Unifrance şirketi ile işbirliği yapan oyuncu, sadece Fransa'da değil, yurtdışında da rol aldı: İtalya, Yugoslavya, Brezilya. Ancak yurtdışında kariyerinin başında fark edildi: 1958'de Amerika Birleşik Devletleri'nde çalışırken, Françoise Sagan'ın kült kitabı Hello, Hüzün'ün film uyarlamasında Elsa rolünü oynadı. Bir aktrisin kariyerinde özellikle önemli olan, Fantômas hakkında bir dizi filmdi - her durumda, Demonjo'nun Sovyetler Birliği'nde inanılmaz bir popülerlik kazanması onun sayesinde oldu. “Fandor'un gelini”nin saç kesimi, giyim tarzı, tavrı milyonlarca izleyici için bir referans noktası haline geldi. Jean Marais ve Louis de Funes ile birlikte Demongeot, Moskova Film Festivali'ne gelen SSCB'yi ziyaret etti.
Evlilikten sonra
1966'da oyuncu, ünlü yazarın oğlu Mark Simenon ile bir araya geldi. Toplantı her ikisi için de bir "yıldırım çarpması"ydı. Hem Simenon hem de Demongeot, o sırada var olan evlilik ilişkisini sonlandırdı - Mylène fotoğrafçı Henri Coste ile evlendi - ve 1968'de evlendi. Genç Simenon film endüstrisinde çalıştı, senarist ve yönetmendi ve Mylene kendini ailesine ve kocasının projelerini desteklemeye adadı, kariyerini daha da geliştirmeyi reddetti.

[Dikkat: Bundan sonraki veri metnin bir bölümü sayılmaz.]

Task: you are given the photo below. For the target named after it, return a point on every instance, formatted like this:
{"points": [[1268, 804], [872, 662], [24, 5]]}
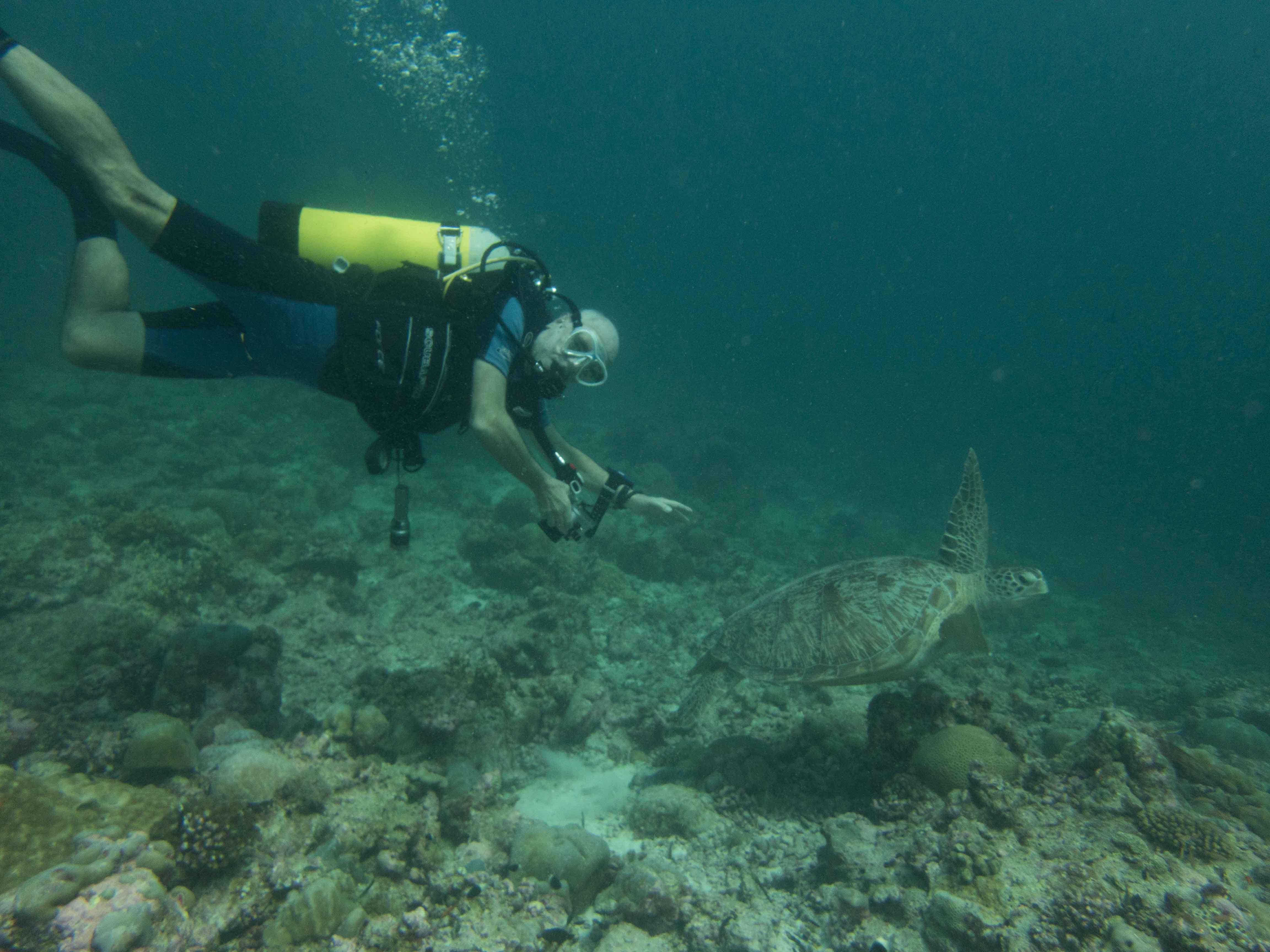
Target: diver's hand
{"points": [[555, 504], [658, 506]]}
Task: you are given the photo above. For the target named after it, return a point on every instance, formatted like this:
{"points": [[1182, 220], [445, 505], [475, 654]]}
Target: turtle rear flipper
{"points": [[707, 686]]}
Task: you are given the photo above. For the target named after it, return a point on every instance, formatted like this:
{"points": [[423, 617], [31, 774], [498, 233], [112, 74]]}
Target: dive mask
{"points": [[586, 356]]}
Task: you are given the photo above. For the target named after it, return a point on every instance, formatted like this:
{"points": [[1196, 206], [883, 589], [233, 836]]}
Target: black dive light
{"points": [[399, 530]]}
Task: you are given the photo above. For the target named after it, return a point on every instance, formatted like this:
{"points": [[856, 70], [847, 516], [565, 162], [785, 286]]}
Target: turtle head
{"points": [[1013, 584]]}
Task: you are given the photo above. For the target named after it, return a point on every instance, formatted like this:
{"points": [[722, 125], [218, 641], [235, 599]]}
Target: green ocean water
{"points": [[843, 242]]}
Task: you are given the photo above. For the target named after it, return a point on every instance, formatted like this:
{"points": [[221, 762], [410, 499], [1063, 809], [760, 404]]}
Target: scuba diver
{"points": [[417, 347]]}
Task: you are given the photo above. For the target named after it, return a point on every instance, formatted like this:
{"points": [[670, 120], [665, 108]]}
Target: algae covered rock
{"points": [[370, 727], [252, 776], [956, 924], [672, 810], [651, 894], [1185, 833], [159, 744], [563, 856], [210, 834], [1234, 737], [944, 758], [220, 671], [37, 827], [327, 907]]}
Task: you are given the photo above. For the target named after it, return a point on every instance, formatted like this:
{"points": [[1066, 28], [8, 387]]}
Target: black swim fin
{"points": [[92, 218]]}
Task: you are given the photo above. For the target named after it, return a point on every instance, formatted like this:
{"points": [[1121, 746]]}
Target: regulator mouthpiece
{"points": [[399, 532]]}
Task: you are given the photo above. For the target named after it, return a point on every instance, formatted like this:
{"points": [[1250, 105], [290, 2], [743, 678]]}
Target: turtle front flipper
{"points": [[963, 633], [966, 537]]}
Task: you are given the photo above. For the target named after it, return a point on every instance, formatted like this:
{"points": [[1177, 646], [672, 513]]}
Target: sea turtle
{"points": [[872, 620]]}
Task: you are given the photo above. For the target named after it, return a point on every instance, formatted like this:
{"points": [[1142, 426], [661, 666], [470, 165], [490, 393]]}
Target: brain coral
{"points": [[943, 759]]}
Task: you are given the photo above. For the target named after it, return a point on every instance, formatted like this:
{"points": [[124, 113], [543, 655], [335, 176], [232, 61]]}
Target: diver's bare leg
{"points": [[99, 332], [83, 130]]}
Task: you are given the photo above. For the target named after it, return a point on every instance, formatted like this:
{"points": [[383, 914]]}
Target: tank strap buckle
{"points": [[450, 258]]}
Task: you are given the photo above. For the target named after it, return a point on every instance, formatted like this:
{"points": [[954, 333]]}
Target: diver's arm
{"points": [[594, 478], [594, 475], [498, 433]]}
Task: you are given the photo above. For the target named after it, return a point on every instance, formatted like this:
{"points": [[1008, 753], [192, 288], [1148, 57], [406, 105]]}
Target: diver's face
{"points": [[549, 347]]}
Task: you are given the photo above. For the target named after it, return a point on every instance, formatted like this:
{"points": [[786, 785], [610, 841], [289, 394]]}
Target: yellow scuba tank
{"points": [[378, 242]]}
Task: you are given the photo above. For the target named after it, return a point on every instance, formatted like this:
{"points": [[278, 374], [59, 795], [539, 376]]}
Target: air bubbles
{"points": [[434, 74]]}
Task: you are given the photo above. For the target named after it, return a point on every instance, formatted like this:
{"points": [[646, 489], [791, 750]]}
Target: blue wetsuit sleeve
{"points": [[504, 346], [507, 338]]}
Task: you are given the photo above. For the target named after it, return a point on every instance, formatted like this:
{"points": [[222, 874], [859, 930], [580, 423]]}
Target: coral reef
{"points": [[944, 759]]}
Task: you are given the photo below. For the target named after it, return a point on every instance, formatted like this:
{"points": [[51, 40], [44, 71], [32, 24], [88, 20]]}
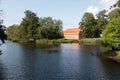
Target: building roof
{"points": [[73, 30]]}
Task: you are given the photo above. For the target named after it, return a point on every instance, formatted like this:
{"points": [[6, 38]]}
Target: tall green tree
{"points": [[30, 24], [111, 35], [12, 32], [50, 28], [102, 20], [88, 24], [114, 13], [117, 4]]}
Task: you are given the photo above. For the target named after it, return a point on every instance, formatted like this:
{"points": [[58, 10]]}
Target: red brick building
{"points": [[73, 33]]}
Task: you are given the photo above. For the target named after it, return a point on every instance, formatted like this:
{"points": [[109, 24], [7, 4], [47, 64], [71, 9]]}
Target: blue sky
{"points": [[69, 11]]}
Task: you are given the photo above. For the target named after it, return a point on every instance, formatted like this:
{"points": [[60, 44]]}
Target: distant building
{"points": [[73, 33]]}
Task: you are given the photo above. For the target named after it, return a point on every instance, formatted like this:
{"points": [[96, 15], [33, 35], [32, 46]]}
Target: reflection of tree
{"points": [[2, 72]]}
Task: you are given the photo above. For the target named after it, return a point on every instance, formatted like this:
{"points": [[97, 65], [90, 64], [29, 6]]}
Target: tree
{"points": [[111, 35], [50, 28], [88, 24], [30, 25], [3, 36], [102, 20], [114, 13], [117, 4], [12, 32]]}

Simenon tarafından çekilen filmlerde, televizyon filmlerinde ve mini dizilerde rol almaya devam edecek. Ancak Demonjo'nun onlarca yıl boyunca yaşamının ana anlamı aile mutluluğu olacak ve Mylene bunun bir çift olduğunu iddia ediyor. Seksenlerde, çift Toulon yakınlarındaki Akdeniz'deki Porquerolles adasına taşındı ve 1990'da ikinci düğün yapıldı - bu kez uzun bir elbise ve ciddi bir tören için gereken her şeyle bir Katolik kilisesinde Simenon'un işi. 1999'da son yolculukları gerçekleşti - Japonya'ya.
Fransa'ya döndükten kısa bir süre sonra Marc Simenon bir kazada öldü. Fransız film yıldızı yeni binyıla dul olarak tanıştı. Kocasının ölümünden sonra Demongeot, sadece sinemada değil, tiyatroda da rollere geri dönmeye başladı. Ayrıca kendi biyografisine ve annesinin hayat hikayesine yöneldiği kitaplar yazmaya başladı.
Şimdi Mylene Demonjo, yaşına rağmen filmlerde rol almaya, kitap yazmaya, film festivallerine katılmaya devam ediyor, aralarında 2009 yılında kurulan ve aktrisin onursal başkanı olan "Kharkiv Leylak" da var. Fransız kadınlarının güzelliğini ve gücünü gören ve takdir edenlere - hatta ve belki de özellikle - bize köken olarak ekrana baktıklarından çok daha yakın olanlara örneğiyle ilham vermeye devam ediyor.
Mylene Demongeau'nun eserleri arasında - "Twelve Plus One" filminde bir rol, Yazarı hakkında tartışma yaratan bir roman olan "On İki Sandalye".
Önerilen:
Pauline Gebl, sivil kocası Decembrist Ivan Annenkov'u sürgüne kadar takip eden Fransız bir kadın
Annenkov çiftinin hikayesi, Rusya'nın geçmişinin dokunaklı ve trajik sayfalarından biridir. Fransız kadın Pauline Gebl, kocalarının peşinden sürgüne giden Decembristlerin eşlerinden biri oldu. Sibirya'da 30 zor yıl - bir yabancının gerçekten sevdiği kişiye yakın olmak için ödediği bir bedel. Yıllarca çektiği işkence anısına kocasının prangalarından bir bileklik yaptırdı
Puşkin için bir Fransız ve bir rahip, Turgenev için bir Alman: Büyük Rus yazarlarının ilk öğretmenleri kimlerdi?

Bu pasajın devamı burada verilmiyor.